Şezlongsuz Datça İnisiyatifi, Çevre Şehircilik ve İklim Değişikliği Bakanlığı’nın Özbel Sahili’nde 264 metrekarelik kıyı alanını Palaia Otel’e kiralanması ve şirketin kıyıya ahşap bir platform yapmaya başlaması üzerine bir araya gelmişti. Kıyı Kanunu’na aykırı olması nedeniyle yurttaşların mücadelesi sonucunda platform sahilden kaldırılmış, otelin kıyıya koyduğu şezlongların önünde yurttaşlar 9 Mart 2023’te nöbete başlayarak kıyıyı, hakları kapsamında kullanmaya başlamıştı.
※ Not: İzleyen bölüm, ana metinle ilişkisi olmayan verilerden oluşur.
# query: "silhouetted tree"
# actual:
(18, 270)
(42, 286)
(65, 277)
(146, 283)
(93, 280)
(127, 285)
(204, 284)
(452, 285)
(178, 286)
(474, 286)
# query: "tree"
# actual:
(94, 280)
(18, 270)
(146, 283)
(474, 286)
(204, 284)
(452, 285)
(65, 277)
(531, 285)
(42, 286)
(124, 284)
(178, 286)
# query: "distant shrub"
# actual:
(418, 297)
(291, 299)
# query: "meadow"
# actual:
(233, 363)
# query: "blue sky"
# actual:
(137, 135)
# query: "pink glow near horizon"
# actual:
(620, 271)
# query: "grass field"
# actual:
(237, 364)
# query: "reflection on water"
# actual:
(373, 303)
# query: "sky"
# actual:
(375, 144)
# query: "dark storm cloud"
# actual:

Datça’nın farklı bölgelerindeki kıyı işgallerine karşı çıkan yurttaşlar “Şezlongsuz Datça İnisiyatifi”ni oluşturmuştu. Otel sahipleri ise yurttaşların kıyıdan eşit ve serbestçe denize girmeleri karşısında şikayette bulunmuş ve üç kişi hakkında soruşturma başlatılmıştı. 4 Ağustos 2023‘te ise açılan soruşturmada karar açılanmış, üç kişiye sahile masa ve sandalye koyma yasağı getirilmişti.
İnisiyatif, 28 Nisan 2022 tarihinde yaptıkları basın açıklamasında “Peki, neden Şezlongsuz Datça istiyoruz?” sorusuna şöyle yanıt vermişti:
“Şezlongun hem kıyıların işgalinin simgesi hem de somut olarak işgalin aracı olduğunun farkındayız. Önce şezlonglar geldi, sonra kıyıların metal- ahşap platformlarla kaplanması. Kıyı, kıyı olmaktan çıktı inşaat oldu. Deniz kumları platformların, şezlongların altında kaldı. Bugün burada bir kez daha tekrar ediyoruz: kıyıların işgal edilmesini, parayla girilen yerler haline getirilmesini kabul etmedik, etmiyoruz, etmeyeceğiz! Yine havlularımızı kıyılara sereceğiz. Kıyı şarkımızda ifadesini bulan ‘Biz halkız…’ ibaresini sonuna kadar savunacağımızı, mücadelemizin Datça şezlongsuz olana kadar süreceğini kamuoyuna deklare ediyoruz.”